Als Musiker war ich viel in der Welt unterwegs, immer auch auf der Suche nach interessanten Tönen und Klängen. Dabei habe ich eine merkwürdige Plattensammlung angehäuft, eine Menge Sprach‑, Werbe- und genrefreien Platten. Man muss sich klar machen, welchen Verlust wir mit dem Verschwinden der Vinyl-Kultur hinnehmen. Bei Bildern ist das anders, jedes Bild gehört – pathetisch gesprochen – irgendwie zum Weltkulturerbe. Aber Klänge sind einfach weg.
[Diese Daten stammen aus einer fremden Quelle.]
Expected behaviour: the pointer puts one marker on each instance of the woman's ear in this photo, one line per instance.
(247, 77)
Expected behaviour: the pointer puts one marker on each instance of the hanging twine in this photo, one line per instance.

Als Vinylkünstler trete ich unter dem Namen „djkl & The Temporary Soundmuseum“ auf, zum Beispiel in der Wiener Kunsthalle. Für einen Abend zum Thema „Politik & Militär“ habe ich eine amerikanische Schallplatte aus dem Jahr 1959 rausgesucht: Was tun, wenn die Bombe fällt? Auf diesem Dokument erzählt jemand, was passiert, wenn eine Atombombe explodiert. Wie da über das Sterben von hunderttausenden Menschen gesprochen wird, das wäre im Fernsehen nicht möglich. Als Zuhörer kriegt man eine Gänsehaut, auch diesem Klang kann man sich emotional nicht entziehen.
Wien ist gut zu mir. Ich habe hier eine Art öffentliches Wohnzimmer gefunden, wo ich viel Zeit verbringe – das phil in der Gumpendorferstraße. Da bin ich von Büchern und Platten umgeben und fühle mich wohl. Ursprünglich bin ich als artist-in-residence ins Museumsquartier gekommen. Seither treffe ich mit meiner Arbeit als Klangkünstler hier auf eine Offenheit, die in München kaum vorstellbar ist. Über die „Jeunesse“ biete ich an Schulen workshops an, die Jugendlichen ein Gefühl für ihre Ohren vermitteln sollen. Da entstehen Hörspiele wie „Das klingende Klassenzimmer“. In München wäre das undenkbar, es gibt dort keine solche Organisation.
Aufgewachsen bin ich in einer funktionierenden Multikulti-Gesellschaft, in München-Ludwigsfeld. Dieser abgelegenste Stadtteil wurde als Pilotsiedlung für heimatlose Ausländer aus dem Osten angelegt. Ich bin halb Este, halb Lette, ein klassisches Flüchtlingskind. Wir spielten auf einem betonierten Rollschuhfeld, das einst Fundament einer Küche des KZ-Außenlager Dachau war. Jedes Kind war mindestens zweisprachig. Wir waren Mongolen, Kalmüken, Tschechen oder sonst was. Aber wir teilten ein Schicksal.